Ich wünsche dir auf jeden Fall viel Kraft und hoffe, dass du es auf irgendeinem zumutbaren Weg schaffst, weiter auf die Schule zu gehen und dein Abi zu machen.

Gruß,
Banane

Sally hat gesagt…

Oh Mann. Das wird ja echt immer krasser... o_o Das über eine Rechtsanwältin regeln zu müssen, ist zwar auch nicht gerade schön, aber wahrscheinlich insgesamt der beste Weg für beide Seiten.
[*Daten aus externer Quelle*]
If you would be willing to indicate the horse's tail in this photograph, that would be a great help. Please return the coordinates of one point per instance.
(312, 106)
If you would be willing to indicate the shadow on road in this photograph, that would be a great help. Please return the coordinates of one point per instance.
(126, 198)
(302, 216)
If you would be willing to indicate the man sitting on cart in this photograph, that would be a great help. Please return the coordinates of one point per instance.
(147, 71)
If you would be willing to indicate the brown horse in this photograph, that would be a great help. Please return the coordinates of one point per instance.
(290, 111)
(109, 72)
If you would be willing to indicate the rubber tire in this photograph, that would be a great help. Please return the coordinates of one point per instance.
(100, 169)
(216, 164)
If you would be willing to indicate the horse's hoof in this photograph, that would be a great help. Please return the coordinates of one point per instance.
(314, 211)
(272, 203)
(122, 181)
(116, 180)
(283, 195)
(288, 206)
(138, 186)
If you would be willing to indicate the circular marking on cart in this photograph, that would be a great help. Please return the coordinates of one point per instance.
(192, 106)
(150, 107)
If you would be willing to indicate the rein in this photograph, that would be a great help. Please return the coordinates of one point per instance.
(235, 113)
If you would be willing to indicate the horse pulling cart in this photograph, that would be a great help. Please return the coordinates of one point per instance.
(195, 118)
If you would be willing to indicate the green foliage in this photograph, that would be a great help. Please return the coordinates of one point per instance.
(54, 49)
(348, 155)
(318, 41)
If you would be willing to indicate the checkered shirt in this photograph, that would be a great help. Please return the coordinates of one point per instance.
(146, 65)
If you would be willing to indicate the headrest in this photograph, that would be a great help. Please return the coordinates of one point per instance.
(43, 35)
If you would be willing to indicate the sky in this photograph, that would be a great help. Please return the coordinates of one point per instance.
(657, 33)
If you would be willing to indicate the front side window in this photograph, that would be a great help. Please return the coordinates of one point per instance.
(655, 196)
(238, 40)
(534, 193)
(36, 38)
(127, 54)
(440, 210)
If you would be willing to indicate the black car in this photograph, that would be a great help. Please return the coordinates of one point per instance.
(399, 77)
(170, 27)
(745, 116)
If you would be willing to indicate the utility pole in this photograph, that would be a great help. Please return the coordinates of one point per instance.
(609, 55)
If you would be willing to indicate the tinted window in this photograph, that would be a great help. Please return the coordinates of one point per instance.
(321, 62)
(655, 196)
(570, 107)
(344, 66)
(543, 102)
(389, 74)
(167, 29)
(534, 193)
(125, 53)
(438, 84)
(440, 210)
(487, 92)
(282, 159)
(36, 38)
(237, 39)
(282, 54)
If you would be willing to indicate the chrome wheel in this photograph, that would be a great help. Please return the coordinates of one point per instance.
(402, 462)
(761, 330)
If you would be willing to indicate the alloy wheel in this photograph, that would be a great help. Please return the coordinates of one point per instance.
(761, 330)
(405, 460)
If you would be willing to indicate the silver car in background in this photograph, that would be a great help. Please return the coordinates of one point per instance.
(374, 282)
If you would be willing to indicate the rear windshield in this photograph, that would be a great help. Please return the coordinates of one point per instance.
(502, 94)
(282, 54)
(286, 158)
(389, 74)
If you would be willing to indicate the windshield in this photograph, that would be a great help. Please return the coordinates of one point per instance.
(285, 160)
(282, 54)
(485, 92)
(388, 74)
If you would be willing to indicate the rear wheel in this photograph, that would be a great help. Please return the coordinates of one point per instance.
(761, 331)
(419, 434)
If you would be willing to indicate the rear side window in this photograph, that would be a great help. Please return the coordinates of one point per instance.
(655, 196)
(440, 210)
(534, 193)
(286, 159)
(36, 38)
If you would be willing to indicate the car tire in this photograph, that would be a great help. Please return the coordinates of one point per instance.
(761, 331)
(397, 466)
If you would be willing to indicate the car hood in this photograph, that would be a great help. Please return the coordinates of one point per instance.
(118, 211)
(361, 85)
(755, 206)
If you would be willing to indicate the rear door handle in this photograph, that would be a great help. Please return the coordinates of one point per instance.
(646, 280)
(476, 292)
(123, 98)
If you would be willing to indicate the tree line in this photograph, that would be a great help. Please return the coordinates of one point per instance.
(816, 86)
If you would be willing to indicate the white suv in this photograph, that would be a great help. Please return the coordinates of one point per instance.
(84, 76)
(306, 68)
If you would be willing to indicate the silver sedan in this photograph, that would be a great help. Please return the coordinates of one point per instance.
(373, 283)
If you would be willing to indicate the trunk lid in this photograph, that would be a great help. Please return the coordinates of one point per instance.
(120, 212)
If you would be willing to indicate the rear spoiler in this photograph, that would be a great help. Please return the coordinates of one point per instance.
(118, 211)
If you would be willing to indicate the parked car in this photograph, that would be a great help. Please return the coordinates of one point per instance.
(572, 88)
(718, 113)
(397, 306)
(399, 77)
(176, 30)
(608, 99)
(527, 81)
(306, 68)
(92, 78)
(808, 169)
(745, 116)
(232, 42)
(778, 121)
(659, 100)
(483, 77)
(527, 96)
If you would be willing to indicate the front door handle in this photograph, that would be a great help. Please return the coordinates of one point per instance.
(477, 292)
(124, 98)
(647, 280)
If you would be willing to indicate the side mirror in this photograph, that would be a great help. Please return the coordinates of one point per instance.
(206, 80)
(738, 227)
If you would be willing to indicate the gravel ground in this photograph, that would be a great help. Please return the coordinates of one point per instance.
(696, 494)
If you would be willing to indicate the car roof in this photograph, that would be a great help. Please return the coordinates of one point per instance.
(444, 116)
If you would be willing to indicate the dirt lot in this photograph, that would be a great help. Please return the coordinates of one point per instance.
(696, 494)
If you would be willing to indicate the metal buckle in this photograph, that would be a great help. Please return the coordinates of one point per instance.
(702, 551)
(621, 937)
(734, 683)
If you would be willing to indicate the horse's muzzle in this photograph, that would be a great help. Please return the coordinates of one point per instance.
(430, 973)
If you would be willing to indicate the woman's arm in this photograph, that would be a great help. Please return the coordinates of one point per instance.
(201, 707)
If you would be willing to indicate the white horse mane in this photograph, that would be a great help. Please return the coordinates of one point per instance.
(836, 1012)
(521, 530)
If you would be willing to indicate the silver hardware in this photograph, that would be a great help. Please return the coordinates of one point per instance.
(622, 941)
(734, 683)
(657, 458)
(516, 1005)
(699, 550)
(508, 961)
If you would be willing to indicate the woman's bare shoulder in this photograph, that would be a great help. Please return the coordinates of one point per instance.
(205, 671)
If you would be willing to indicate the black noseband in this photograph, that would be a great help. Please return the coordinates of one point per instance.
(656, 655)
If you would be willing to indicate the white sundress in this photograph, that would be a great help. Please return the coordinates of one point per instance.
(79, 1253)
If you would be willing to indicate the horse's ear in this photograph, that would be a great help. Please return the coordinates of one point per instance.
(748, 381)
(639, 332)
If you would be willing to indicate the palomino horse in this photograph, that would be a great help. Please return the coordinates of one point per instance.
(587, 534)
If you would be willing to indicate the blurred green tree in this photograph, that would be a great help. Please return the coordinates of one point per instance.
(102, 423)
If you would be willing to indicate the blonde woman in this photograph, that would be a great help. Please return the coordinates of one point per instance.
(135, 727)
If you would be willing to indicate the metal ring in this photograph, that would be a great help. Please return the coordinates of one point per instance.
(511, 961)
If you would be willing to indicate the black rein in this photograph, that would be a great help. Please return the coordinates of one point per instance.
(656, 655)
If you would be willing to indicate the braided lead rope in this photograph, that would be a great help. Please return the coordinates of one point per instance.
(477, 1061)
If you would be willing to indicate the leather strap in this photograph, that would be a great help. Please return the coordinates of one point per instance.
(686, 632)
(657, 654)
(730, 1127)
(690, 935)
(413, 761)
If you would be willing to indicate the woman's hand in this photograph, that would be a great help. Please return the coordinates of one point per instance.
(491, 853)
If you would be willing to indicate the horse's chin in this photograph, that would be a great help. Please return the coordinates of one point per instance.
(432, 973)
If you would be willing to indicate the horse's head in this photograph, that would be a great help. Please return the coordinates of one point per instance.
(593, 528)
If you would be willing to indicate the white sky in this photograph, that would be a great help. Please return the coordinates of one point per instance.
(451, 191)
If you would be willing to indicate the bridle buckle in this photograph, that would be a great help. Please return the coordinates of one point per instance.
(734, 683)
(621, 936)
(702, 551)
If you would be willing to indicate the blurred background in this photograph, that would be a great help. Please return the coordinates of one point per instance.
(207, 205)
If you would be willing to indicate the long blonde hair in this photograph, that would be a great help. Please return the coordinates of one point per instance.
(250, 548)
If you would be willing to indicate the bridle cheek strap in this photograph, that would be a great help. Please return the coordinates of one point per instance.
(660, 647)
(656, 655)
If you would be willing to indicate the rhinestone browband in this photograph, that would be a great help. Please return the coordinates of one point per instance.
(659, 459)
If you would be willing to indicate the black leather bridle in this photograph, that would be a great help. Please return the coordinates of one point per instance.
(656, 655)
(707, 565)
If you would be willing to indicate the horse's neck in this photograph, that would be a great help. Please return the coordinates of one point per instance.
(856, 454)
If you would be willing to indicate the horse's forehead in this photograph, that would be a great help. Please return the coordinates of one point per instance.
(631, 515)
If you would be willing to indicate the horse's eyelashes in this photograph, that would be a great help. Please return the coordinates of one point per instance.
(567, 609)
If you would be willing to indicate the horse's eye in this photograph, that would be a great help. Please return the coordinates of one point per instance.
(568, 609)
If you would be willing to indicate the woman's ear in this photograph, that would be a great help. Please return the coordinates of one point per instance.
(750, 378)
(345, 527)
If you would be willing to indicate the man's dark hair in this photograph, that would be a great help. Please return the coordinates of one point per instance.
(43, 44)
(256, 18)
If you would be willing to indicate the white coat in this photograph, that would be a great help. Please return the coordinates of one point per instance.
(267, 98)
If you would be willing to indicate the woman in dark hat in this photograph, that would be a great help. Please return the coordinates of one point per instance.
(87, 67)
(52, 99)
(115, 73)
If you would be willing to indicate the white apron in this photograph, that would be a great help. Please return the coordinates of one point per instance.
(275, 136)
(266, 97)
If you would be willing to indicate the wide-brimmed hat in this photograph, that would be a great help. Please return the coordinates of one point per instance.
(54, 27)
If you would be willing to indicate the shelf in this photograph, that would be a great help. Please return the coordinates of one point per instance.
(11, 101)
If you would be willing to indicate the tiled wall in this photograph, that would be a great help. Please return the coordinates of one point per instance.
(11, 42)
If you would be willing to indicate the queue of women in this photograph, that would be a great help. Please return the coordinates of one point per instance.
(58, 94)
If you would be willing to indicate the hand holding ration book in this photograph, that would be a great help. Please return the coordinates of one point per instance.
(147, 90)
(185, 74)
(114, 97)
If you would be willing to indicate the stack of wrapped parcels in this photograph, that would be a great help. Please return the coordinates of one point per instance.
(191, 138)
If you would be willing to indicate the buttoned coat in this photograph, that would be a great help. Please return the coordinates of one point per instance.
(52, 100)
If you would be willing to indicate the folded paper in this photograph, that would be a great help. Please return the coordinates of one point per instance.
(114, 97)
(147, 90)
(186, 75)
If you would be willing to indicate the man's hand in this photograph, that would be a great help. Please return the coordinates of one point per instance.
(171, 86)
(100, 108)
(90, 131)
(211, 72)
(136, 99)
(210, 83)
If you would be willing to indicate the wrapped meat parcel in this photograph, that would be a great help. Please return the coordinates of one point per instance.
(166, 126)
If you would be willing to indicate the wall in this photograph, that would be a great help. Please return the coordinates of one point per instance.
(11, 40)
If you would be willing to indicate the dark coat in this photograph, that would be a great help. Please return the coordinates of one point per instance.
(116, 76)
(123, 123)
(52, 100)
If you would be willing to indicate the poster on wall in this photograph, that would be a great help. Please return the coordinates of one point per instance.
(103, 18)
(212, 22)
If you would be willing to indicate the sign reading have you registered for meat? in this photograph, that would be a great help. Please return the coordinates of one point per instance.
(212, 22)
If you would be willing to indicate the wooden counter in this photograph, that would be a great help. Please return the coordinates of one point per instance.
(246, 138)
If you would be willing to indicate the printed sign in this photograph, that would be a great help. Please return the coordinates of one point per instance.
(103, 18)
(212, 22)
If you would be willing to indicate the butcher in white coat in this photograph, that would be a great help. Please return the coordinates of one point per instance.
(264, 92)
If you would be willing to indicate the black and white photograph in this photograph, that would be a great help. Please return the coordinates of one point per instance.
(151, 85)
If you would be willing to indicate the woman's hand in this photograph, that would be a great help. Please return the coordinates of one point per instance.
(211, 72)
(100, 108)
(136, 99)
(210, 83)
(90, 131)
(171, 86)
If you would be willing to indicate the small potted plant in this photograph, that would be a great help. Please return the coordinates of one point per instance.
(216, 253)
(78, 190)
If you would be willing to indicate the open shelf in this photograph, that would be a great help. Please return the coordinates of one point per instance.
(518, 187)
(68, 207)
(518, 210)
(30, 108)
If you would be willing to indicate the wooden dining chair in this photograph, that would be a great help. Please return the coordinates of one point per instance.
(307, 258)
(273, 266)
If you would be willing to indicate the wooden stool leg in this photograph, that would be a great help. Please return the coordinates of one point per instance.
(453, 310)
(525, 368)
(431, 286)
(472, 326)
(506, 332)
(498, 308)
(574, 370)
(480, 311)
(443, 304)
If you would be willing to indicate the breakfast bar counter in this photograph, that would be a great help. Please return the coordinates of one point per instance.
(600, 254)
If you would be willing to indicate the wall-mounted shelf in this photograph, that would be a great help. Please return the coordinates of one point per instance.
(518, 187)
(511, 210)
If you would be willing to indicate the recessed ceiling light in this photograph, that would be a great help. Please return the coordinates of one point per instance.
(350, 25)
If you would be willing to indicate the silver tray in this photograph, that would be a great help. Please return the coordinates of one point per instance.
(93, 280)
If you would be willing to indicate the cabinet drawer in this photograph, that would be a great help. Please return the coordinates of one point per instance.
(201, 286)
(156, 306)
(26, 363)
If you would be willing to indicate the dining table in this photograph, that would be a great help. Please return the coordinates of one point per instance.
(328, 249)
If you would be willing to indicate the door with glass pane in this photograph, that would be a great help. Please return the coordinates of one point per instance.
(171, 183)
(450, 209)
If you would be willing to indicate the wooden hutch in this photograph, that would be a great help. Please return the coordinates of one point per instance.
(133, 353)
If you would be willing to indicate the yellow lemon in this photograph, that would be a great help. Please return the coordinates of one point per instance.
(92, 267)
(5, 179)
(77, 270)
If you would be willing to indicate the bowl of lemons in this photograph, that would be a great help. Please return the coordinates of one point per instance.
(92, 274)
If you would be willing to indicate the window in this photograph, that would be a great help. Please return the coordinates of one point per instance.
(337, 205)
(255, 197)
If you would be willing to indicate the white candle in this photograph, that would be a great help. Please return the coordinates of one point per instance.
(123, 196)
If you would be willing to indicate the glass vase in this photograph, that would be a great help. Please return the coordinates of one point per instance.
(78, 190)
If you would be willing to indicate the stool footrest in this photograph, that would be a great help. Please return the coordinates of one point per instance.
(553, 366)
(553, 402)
Viel Kraft weiterhin... :/

Ich sende Dir ganz liebe Grüße aus dem Pott.

Jule hat gesagt…

Hallo Banane, so einfach wäre ein Schulwechsel nicht, da ich erstens noch die 8jährige gymnasiale Laufbahn habe (Abi nach 13), während an fast allen Hamburger Schulen inzwischen nur noch die 7jährige (Abi nach 12) möglich ist und ich außerdem an einer Schwerpunktschule bin, die einen Fokus auf bestimmte Fächer legt, die üblicherweise nicht in der Oberstufe unterrichtet werden. Diese Schwerpunktwahl ist einzigartig in Hamburg. Ich müsste also definitiv noch einmal nach Klasse 10 anfangen, obwohl ich in zwei Monaten schon die 12. mit besten Beurteilungen fertig hätte. Hinzu kommt, dass in Hamburg nur äußerst wenige Gymnasien rolligerecht sind.

Olli hat gesagt…

Solche Mitmenschen machen einen irgendwie nur traurig.

LyraSummers hat gesagt…

Ich hatte ja schon ein paar Mal drüber nachgedacht einen Kommentar zu verfassen, es dann aber auf später verschoben, weil die Ereignisse mittlerweile eben drei Jahre zurück liegen etc
Trotzdem erst mal ein ganz großes Lob. Dein Blog hält mich seit Tagen von so ziemlich allem anderen ab :) Dein Schreibstil ist schön, ließt sich flüssig und ich mag deine Wortwahl.

Aber die Tussi hat doch n Rad ab! Ich meine es gibt bescheuerte Menschen, viele sogar. Extrem viele, denkt man so drüber nach, aber jetzt entscheidet man sich ja doch für einen Schwerpunkt wenn man nach der zehnten Klasse Realschule versucht sein Abitur auf einem Beruflichen Gym nachzumachen. Etwas ähnliches setze ich voraus wenn ich von einem Regelgym an ein berufliches wechsele. Die Tussi kann zwar noch zig andere Gründe gehabt haben, selbst wenn ich ein Jahr wiederholen muss um meinetwegen im G9 System zu bleiben such ich mir doch einen Schwerpunkt aus, der mir gefällt, der mir liegt und keine Ahnung. Ich kenn die Frau nicht, kenne ihre Beweggründe nicht, aber sie regt mich so sehr auf, dass ich jetzt nicht noch drei Jahre blog lesen kann :P

Naja, was ich sagen wollte: so is es bei mir in der Hauptschule damals nich abgegangen, also vielleicht schon, vielleicht verdrängt frau das auch einfach. Fakt ist, so wie du es schilderst verhält sie sich null erwachsen und kein bisschen so, als hätte sie den Schwerpunkt richtig gewählt. Grr.